Os princípios poluidor-pagador, reparação in integrum e prioridade da reparação in natura e do favor debilis são, por si sós, razões suficientes para legitimar a inversão do ônus da prova em favor da vítima ambiental. STJ. 2ª Turma. AgInt no AREsp 620.488/PR, Rel. Min. Og Fernandes, julgado em 04/09/2018.

Seja em ACP, seja em ação individual Importante também destacar que essa inversão do ônus da prova pode ocorrer tanto em ação civil pública como em ação individual, desde que relacionada com degradação ambiental.

A inversão é cabível mesmo que o autor da ação seja o MP A inversão do ônus da prova deve ser também admitida em caso de ação civil pública proposta pelo Ministério Público pedindo a recomposição e/ou a reparação decorrente de degradação ambiental. Isso porque, por mais que o Ministério Público não possa ser considerado hipossuficiente, ele atua em juízo como substituto processual e a vítima (substituída) é toda a sociedade que, em se tratando de dano ambiental, é considerada hipossuficiente do ponto de vista de conseguir produzir as provas. STJ. 2ª Turma. REsp 1235467/RS, Rel. Min. Herman Benjamin, julgado em 20/08/2013.

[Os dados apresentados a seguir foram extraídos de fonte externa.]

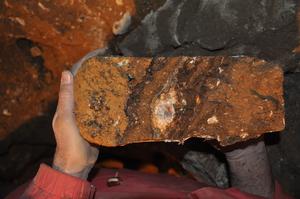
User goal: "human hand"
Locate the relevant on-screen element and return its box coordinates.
[52,71,99,179]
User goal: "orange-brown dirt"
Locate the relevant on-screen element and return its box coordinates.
[74,56,285,146]
[0,0,136,139]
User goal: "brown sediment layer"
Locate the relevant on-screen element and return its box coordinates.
[75,56,284,146]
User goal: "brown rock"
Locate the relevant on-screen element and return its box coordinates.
[0,0,135,74]
[74,57,284,146]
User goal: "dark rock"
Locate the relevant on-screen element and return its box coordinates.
[120,0,295,56]
[268,73,300,198]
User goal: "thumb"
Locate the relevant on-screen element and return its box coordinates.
[56,71,74,114]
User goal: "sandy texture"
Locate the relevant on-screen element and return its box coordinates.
[75,56,285,146]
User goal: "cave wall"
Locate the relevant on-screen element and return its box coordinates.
[0,0,300,197]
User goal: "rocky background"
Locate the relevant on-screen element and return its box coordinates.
[0,0,300,198]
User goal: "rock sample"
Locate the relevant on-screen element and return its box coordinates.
[74,56,285,146]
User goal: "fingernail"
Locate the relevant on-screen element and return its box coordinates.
[61,71,71,84]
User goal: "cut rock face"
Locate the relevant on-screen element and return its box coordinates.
[74,56,285,146]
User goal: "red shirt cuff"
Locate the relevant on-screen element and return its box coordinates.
[29,164,95,198]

Previsão do princípio da precaução O princípio da precaução tem origem na “Carta Mundial da Natureza”, de 1982, cujo princípio n. 11, “b”, estabeleceu a necessidade de os Estados controlarem as atividades potencialmente danosas ao meio ambiente, ainda que seus efeitos não fossem completamente conhecidos. Esse princípio foi posteriormente incluído na Declaração do Rio de Janeiro sobre Meio Ambiente e Desenvolvimento (Eco-92). Além desses documentos, o princípio da precaução está contido, implicitamente, no art. 225, § 1º, IV e V, da CF/88:

Art. 225 (...) § 1º - Para assegurar a efetividade desse direito, incumbe ao Poder Público: (...) IV - exigir, na forma da lei, para instalação de obra ou atividade potencialmente causadora de significativa degradação do meio ambiente, estudo prévio de impacto ambiental, a que se dará publicidade; V - controlar a produção, a comercialização e o emprego de técnicas, métodos e substâncias que comportem risco para a vida, a qualidade de vida e o meio ambiente;

Regra de instrução A inversão do ônus da prova de que trata o art. 6º, VIII, do CDC é REGRA DE INSTRUÇÃO, devendo a decisão judicial que determiná-la ser proferida preferencialmente na fase de saneamento do processo ou, pelo menos, assegurar à parte a quem não incumbia inicialmente o encargo a reabertura de oportunidade para manifestar-se nos autos. STJ. 2ª Seção. EREsp 422.778-SP, Rel. para o acórdão Min. Maria Isabel Gallotti, julgados em 29/2/2012.